While I am receiving the Taxotere, I will be putting my hands in gloves and soaking them in ice so that my fingernails do not fall off. Yowza. It feels weird even thinking that sentence. I think the Taxotere itself is only one hour, then I get one final shot and will be sent on my way for two weeks. The shot – Neulasta – is to encourage my body to start producing white blood cells again. Because both Gemzar and Taxotere hit my white blood cells so severely, they will not be able to reproduce quickly enough on their own. In other words, next week should be rough. But we need them to reproduce quickly enough that I can receive my next cycle of treatment starting on August 24. So the shot should help.

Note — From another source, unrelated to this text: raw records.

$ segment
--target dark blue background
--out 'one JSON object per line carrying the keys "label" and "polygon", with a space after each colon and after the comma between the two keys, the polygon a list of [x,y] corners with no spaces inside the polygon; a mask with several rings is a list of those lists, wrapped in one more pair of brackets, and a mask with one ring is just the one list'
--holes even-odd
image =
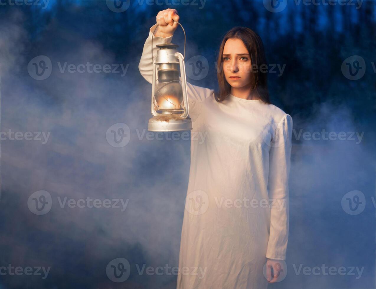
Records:
{"label": "dark blue background", "polygon": [[[136,132],[147,129],[151,117],[151,85],[138,63],[149,28],[167,8],[177,10],[185,30],[186,58],[202,55],[209,64],[208,76],[188,79],[193,84],[217,88],[216,53],[224,33],[236,26],[259,34],[268,63],[286,65],[282,76],[268,77],[272,102],[292,116],[295,132],[288,271],[284,280],[269,287],[375,287],[374,1],[363,1],[357,9],[355,2],[307,5],[288,0],[282,11],[273,13],[261,0],[207,0],[203,7],[199,1],[160,6],[132,0],[117,13],[105,1],[50,1],[43,9],[2,0],[1,131],[51,133],[45,144],[2,141],[0,266],[51,269],[44,280],[0,276],[0,288],[175,287],[176,276],[140,275],[135,267],[178,265],[190,142],[140,140]],[[173,42],[182,50],[183,40],[178,28]],[[40,55],[51,59],[53,69],[48,78],[38,80],[27,65]],[[354,55],[364,60],[365,71],[350,80],[341,68]],[[129,65],[124,77],[62,73],[56,63],[66,61]],[[119,148],[106,138],[118,123],[131,130],[129,143]],[[364,133],[358,144],[298,136],[301,129],[323,129]],[[27,202],[40,190],[50,194],[53,204],[38,216]],[[341,200],[355,190],[365,195],[365,207],[351,215]],[[129,203],[124,212],[61,208],[58,196]],[[131,271],[118,283],[105,269],[119,257],[129,262]],[[364,269],[358,279],[356,273],[306,275],[294,271],[301,264]]]}

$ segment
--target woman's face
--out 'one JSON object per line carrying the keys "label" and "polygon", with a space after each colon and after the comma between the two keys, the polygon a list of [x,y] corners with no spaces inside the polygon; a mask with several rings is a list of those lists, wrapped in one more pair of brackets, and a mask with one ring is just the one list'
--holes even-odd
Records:
{"label": "woman's face", "polygon": [[238,38],[227,39],[222,62],[224,77],[230,85],[241,88],[250,84],[250,57],[243,41]]}

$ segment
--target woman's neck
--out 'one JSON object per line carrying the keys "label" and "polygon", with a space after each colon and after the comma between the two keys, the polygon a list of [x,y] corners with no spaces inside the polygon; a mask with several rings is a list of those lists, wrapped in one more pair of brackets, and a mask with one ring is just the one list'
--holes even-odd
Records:
{"label": "woman's neck", "polygon": [[248,99],[251,100],[260,99],[255,90],[252,89],[250,87],[246,85],[243,87],[231,87],[230,92],[234,96],[243,99]]}

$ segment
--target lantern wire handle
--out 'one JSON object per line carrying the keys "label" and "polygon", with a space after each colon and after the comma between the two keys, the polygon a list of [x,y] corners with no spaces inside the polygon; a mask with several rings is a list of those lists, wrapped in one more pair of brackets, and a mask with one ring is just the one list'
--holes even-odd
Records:
{"label": "lantern wire handle", "polygon": [[[183,32],[184,33],[184,54],[183,55],[183,59],[185,59],[185,30],[184,30],[184,29],[183,28],[183,26],[182,24],[178,22],[177,21],[175,21],[174,20],[173,20],[174,22],[176,22],[178,24],[179,24],[182,27],[182,29],[183,29]],[[155,31],[157,30],[157,28],[158,28],[158,26],[159,25],[157,24],[157,26],[155,27],[155,29],[154,29],[154,31],[153,32],[153,36],[152,36],[152,61],[153,61],[153,38],[154,36],[154,33],[155,33]]]}

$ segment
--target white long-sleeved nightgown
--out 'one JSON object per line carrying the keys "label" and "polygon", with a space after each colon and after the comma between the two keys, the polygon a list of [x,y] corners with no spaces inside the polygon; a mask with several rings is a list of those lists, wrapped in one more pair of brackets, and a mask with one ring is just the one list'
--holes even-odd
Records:
{"label": "white long-sleeved nightgown", "polygon": [[[139,65],[152,78],[149,30]],[[273,104],[187,83],[191,165],[179,256],[179,289],[262,289],[267,258],[285,260],[293,120]]]}

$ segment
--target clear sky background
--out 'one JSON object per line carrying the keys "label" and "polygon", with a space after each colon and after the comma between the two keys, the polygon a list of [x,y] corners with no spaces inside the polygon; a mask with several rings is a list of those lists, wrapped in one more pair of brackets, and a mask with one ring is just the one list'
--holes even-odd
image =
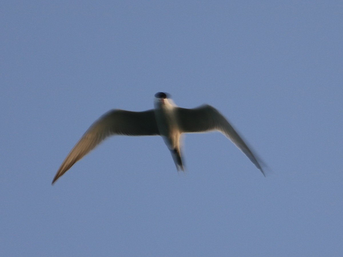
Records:
{"label": "clear sky background", "polygon": [[[29,3],[28,2],[29,2]],[[342,256],[341,1],[3,1],[0,255]],[[154,94],[221,134],[111,137],[51,181],[89,126]]]}

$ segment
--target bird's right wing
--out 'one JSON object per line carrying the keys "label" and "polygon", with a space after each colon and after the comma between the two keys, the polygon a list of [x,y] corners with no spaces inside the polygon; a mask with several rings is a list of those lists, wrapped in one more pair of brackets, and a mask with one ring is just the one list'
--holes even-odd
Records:
{"label": "bird's right wing", "polygon": [[153,110],[143,112],[110,111],[95,121],[76,144],[61,165],[52,184],[76,162],[110,136],[152,136],[159,134]]}
{"label": "bird's right wing", "polygon": [[[193,109],[178,107],[178,124],[183,133],[218,131],[224,134],[243,152],[265,176],[257,159],[232,126],[216,109],[205,105]],[[261,162],[260,161],[260,162]]]}

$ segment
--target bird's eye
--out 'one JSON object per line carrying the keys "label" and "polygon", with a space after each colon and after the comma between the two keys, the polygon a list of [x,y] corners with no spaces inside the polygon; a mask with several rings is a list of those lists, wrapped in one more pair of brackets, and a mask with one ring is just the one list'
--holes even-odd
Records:
{"label": "bird's eye", "polygon": [[165,93],[164,93],[163,92],[159,92],[155,94],[155,97],[157,98],[164,99],[167,98],[167,95]]}

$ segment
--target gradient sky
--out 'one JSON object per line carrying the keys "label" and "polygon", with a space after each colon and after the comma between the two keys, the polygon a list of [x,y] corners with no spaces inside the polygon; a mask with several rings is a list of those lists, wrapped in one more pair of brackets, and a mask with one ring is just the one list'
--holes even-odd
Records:
{"label": "gradient sky", "polygon": [[[2,1],[0,255],[342,256],[341,1]],[[178,174],[159,137],[89,126],[154,94],[217,108]]]}

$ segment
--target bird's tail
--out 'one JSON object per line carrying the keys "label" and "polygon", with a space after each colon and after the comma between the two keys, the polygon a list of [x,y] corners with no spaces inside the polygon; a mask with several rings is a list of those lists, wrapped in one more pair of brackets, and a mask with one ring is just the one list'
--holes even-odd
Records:
{"label": "bird's tail", "polygon": [[175,163],[175,165],[176,166],[177,171],[182,170],[184,171],[184,166],[182,164],[182,159],[181,158],[181,154],[180,150],[176,148],[170,150],[170,152],[174,160],[174,162]]}

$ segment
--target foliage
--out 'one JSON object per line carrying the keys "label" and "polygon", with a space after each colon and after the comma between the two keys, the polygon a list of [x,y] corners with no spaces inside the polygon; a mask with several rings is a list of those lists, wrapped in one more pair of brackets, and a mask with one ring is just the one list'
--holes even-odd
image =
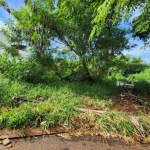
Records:
{"label": "foliage", "polygon": [[[129,48],[128,39],[125,37],[126,29],[119,28],[118,25],[112,26],[111,19],[103,27],[101,35],[89,40],[94,15],[94,6],[90,1],[27,1],[24,7],[12,10],[11,13],[16,23],[9,20],[6,28],[2,30],[8,41],[11,44],[26,42],[30,46],[31,54],[34,54],[34,59],[41,64],[41,72],[45,66],[49,66],[61,80],[65,78],[65,73],[62,72],[66,71],[58,67],[58,60],[62,59],[56,60],[52,57],[53,49],[57,54],[59,51],[66,55],[74,53],[80,70],[73,68],[72,72],[69,71],[70,75],[79,74],[75,79],[84,78],[93,82],[95,79],[102,79],[111,66],[111,60],[124,48]],[[52,48],[56,42],[63,43],[65,48]],[[66,68],[72,64],[70,60],[73,59],[69,56],[67,63],[63,61]]]}

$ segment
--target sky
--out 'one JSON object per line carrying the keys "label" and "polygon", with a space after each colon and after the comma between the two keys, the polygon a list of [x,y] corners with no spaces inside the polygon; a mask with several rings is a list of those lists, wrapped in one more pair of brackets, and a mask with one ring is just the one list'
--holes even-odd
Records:
{"label": "sky", "polygon": [[[19,9],[20,6],[24,5],[24,0],[6,0],[6,1],[7,1],[10,8]],[[138,16],[139,14],[140,14],[140,9],[137,9],[133,13],[130,21],[134,17]],[[4,22],[8,18],[12,18],[12,16],[10,14],[8,14],[3,8],[0,7],[0,28],[4,27]],[[3,40],[1,36],[0,36],[0,40]],[[131,38],[130,42],[137,44],[137,46],[135,48],[132,48],[131,50],[124,50],[123,54],[124,55],[131,55],[131,57],[142,57],[142,59],[144,61],[146,61],[147,63],[150,63],[150,46],[146,47],[146,48],[142,48],[143,42],[141,40],[139,40],[138,38],[136,38],[136,39]]]}

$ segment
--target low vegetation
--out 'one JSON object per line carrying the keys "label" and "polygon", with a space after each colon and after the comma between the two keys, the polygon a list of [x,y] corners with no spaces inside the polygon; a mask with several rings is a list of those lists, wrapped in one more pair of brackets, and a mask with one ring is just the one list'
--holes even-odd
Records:
{"label": "low vegetation", "polygon": [[[142,21],[148,2],[25,0],[15,10],[0,0],[0,6],[15,20],[0,30],[10,44],[0,42],[0,129],[63,126],[150,141],[150,65],[122,53],[136,46],[129,35],[149,44],[149,20]],[[135,8],[143,11],[124,28]],[[122,91],[117,81],[135,86]]]}

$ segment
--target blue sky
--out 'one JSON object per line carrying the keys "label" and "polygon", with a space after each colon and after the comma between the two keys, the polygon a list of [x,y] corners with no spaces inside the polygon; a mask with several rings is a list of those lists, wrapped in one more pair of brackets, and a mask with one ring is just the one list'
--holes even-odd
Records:
{"label": "blue sky", "polygon": [[[24,5],[23,2],[24,0],[6,0],[9,7],[10,8],[15,8],[15,9],[19,9],[20,6]],[[130,21],[138,16],[140,14],[140,9],[137,9]],[[4,22],[8,19],[8,18],[11,18],[12,16],[9,15],[5,10],[3,10],[1,7],[0,7],[0,27],[3,27],[4,26]],[[132,57],[142,57],[142,59],[148,63],[150,63],[150,46],[146,47],[146,48],[142,48],[143,47],[143,42],[141,40],[139,40],[138,38],[136,39],[130,39],[130,42],[132,43],[135,43],[137,44],[138,46],[131,49],[130,51],[127,51],[125,50],[123,52],[123,54],[129,54],[131,55]]]}

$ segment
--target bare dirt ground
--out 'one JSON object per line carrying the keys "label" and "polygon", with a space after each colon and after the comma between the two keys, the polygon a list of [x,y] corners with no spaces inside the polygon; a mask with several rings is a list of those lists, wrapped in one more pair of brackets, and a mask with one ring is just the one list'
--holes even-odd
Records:
{"label": "bare dirt ground", "polygon": [[[150,150],[149,144],[139,146],[119,139],[110,139],[107,144],[99,136],[88,135],[72,140],[50,135],[11,139],[11,142],[10,150]],[[7,150],[7,147],[0,145],[0,150]]]}

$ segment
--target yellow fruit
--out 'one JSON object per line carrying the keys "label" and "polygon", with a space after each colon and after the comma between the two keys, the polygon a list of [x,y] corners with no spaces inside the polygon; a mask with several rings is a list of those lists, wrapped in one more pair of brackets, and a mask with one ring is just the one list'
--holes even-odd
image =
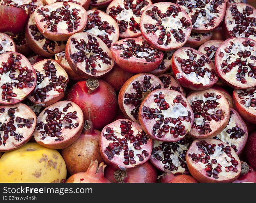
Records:
{"label": "yellow fruit", "polygon": [[28,143],[0,159],[0,182],[59,182],[66,174],[60,153],[37,143]]}

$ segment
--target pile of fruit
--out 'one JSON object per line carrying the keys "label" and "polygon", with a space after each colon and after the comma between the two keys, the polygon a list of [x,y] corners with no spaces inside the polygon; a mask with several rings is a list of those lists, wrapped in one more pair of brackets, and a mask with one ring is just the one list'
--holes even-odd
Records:
{"label": "pile of fruit", "polygon": [[256,9],[66,1],[0,1],[0,182],[256,182]]}

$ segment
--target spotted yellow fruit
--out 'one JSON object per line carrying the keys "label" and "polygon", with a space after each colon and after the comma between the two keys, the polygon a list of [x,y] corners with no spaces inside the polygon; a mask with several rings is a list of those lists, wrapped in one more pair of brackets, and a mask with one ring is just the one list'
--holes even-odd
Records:
{"label": "spotted yellow fruit", "polygon": [[66,174],[59,153],[37,143],[28,143],[0,159],[0,182],[59,182]]}

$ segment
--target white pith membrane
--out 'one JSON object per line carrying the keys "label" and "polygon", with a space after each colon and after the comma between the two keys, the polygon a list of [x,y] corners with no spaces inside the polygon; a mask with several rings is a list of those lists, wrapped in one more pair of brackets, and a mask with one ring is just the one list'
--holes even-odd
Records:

That’s about all I can think to tell you right now. On a personal update, I had an outstanding day today. I kept my son home from day care and we rode over to visit with his cousins. My sister-in-law and I had a great visit, and the kids had a great time in spite of the rain. I felt good all day. If my “Week One” continues to look like this, I think I will be able to handle a terrible Week Two, depending on what Week Three looks like. But now I’m off to bed as I have a busy day tomorrow!